Michael Owen, 12 Mai 2006

Le sentiment général qui régnait en Angleterre était que le sélectionneur national aurait dû être de préférence anglais et je pense que Steve McClaren est un bon choix. Il a de bonnes références, car il a travaillé comme entraîneur à Oxford, à Derby et à Manchester United avant de devenir avec succès manager à Middlesbrough. Il a également travaillé avec l’équipe d’Angleterre pendant de nombreuses années, en laissant de très bons souvenirs et en devenant très populaire parmi les joueurs. Il a été en grande partie en charge de notre entraînement et je compte sur lui pour continuer à garder un peil là-dessus, même maintenant qu’il est devenu sélectionneur – je ne crois pas qu’il s’éloignera trop du terrain.  C’est un entraîneur très actif, qui met en place des sessions intéressantes et sais aussi rigoler un bon coup avec les joueurs. Les entraînements avec Steve sont toujours agréables et on a l’impression de pouvoir s’améliorer en travaillant avec lui. Il parle beaucoup aux joueurs et sait aussi écouter – il sait communiquer.
 
La continuité est également un facteur positif. Nous n’avons pas besoin de tout redéfinir – le lien avec l’Angleterre existe déjà. Le nouveau sélectionneur aura ses propres idées, bien entendu, mais cherchera également de faire avancer les choses. Nous avons une bonne équipe et une bonne composition: nous n’avons pas besoin de grands changements. Il sait également que le poste de sélectionneur de l’équipe d’Angleterre n’est pas un poste comme un autre – il connaît la pression, il a déjà tout vu de l’intérieur, il connaît la FA, donc il ne sera pas surpris. Je pense que sa nomination est une très bonne décision. 
5月10日

Michael Owen, 10 Mai 2006

Mon pied va bien. J’ai terminé le match contre Birmingham – mon premier après ma blessure au métatarse en décembre dernier – un peu difficilement, mais j’ai reçu le feu vert. Tout a très bien marché pendant dix minutes, puis j’ai commencé à ressentir une douleur au pied et, après la fin du match, cela a continué à lancer pendant une demi-heure. Mais, je ne me fais pas de souci. J’ai parlé à des tas de kinés et à des joueurs qui ont eu la même blessure et ils m’ont tous rassuré en me disant que cette gêne était normale quand on revenait sur le terrain.
 
J’ai également été voir le chirurgien le lendemain et j’ai passé une radio, qui a montré que mon os allait bien.
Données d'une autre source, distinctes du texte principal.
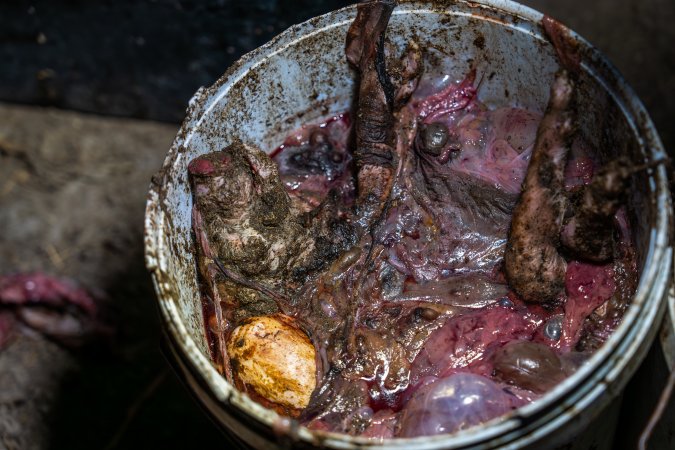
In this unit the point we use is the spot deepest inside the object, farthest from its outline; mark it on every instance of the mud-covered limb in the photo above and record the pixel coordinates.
(589, 234)
(534, 268)
(207, 271)
(374, 125)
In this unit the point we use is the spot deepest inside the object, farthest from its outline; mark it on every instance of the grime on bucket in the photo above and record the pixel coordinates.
(420, 264)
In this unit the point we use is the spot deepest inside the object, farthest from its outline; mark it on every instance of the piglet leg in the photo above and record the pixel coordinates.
(375, 153)
(534, 268)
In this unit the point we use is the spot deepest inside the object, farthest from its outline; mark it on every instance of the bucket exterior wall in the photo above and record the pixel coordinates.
(301, 77)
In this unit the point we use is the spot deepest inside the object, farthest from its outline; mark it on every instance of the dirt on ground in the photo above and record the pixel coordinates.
(72, 196)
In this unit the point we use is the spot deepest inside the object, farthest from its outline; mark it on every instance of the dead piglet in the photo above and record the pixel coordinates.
(589, 235)
(245, 214)
(57, 308)
(534, 268)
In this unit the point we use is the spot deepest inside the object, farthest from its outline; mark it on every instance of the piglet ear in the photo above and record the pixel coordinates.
(371, 20)
(409, 75)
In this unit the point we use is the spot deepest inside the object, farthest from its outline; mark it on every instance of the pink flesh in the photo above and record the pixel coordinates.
(55, 307)
(446, 257)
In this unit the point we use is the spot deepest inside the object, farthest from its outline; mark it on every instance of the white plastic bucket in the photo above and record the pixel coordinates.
(302, 76)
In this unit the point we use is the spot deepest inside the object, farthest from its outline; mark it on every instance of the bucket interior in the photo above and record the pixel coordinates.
(302, 77)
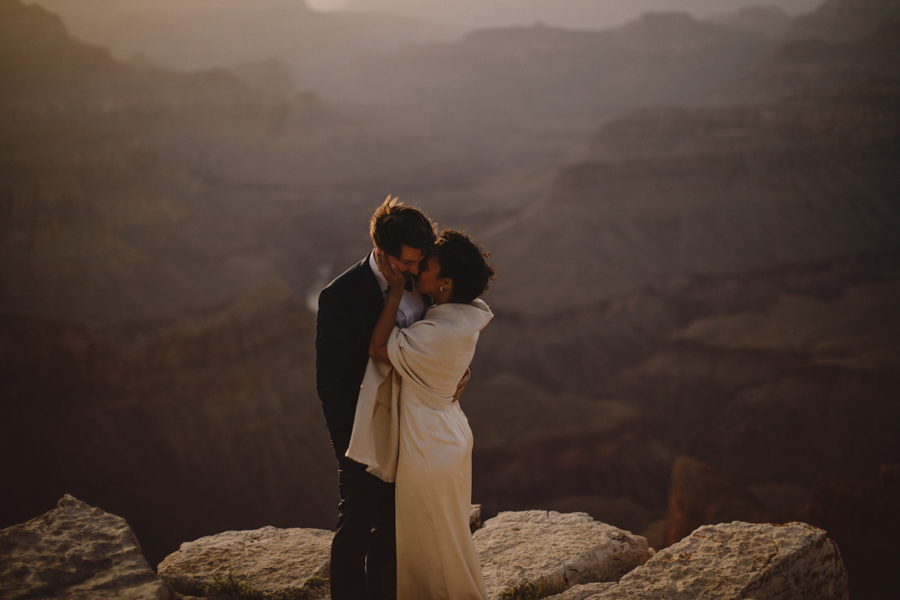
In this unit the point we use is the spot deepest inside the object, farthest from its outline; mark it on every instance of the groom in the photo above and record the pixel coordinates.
(364, 552)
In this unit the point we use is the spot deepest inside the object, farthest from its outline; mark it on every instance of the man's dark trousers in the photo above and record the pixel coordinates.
(364, 550)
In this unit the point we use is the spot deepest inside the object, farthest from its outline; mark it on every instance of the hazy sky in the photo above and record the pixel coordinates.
(587, 14)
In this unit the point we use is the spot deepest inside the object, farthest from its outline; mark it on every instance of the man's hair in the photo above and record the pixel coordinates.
(394, 225)
(465, 262)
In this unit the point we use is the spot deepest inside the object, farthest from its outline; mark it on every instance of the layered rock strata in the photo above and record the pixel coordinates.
(76, 551)
(270, 559)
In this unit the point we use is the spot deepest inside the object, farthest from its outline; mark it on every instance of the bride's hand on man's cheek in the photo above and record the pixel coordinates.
(393, 275)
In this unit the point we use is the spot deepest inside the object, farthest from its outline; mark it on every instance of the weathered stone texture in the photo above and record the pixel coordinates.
(475, 518)
(270, 559)
(535, 545)
(582, 591)
(740, 561)
(73, 552)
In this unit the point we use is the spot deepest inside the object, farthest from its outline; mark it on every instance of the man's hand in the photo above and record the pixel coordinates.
(461, 385)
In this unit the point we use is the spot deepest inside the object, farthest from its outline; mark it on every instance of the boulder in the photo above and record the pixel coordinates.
(269, 559)
(583, 591)
(733, 561)
(545, 546)
(701, 494)
(76, 551)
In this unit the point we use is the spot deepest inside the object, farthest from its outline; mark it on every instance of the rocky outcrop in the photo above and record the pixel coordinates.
(740, 560)
(700, 494)
(862, 517)
(270, 559)
(76, 551)
(534, 546)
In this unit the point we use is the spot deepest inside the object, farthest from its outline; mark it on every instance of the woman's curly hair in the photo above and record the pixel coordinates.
(465, 262)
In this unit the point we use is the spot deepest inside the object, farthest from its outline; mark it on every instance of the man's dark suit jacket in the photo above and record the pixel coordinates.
(348, 310)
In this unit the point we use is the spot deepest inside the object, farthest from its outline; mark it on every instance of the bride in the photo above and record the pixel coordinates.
(408, 428)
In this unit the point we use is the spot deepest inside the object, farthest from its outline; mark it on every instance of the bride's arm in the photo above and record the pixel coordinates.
(388, 317)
Je dois m’accrocher et serrer les dents: la douleur finira par disparaître. Mais, ce n’était pas une douleur insupportable – il n’y a pas eu de craquement, juste une douleur. La fracture va bien et la vis est encore en place. Il faut juste s’habituer à l’idée d’avoir un corps étranger dans le pied. Je suis débarrassé de la plupart de mes soucis et je ne suis pas pressé de revenir. Il y a encore beaucoup de temps et je serai prêt pour la Coupe du Monde.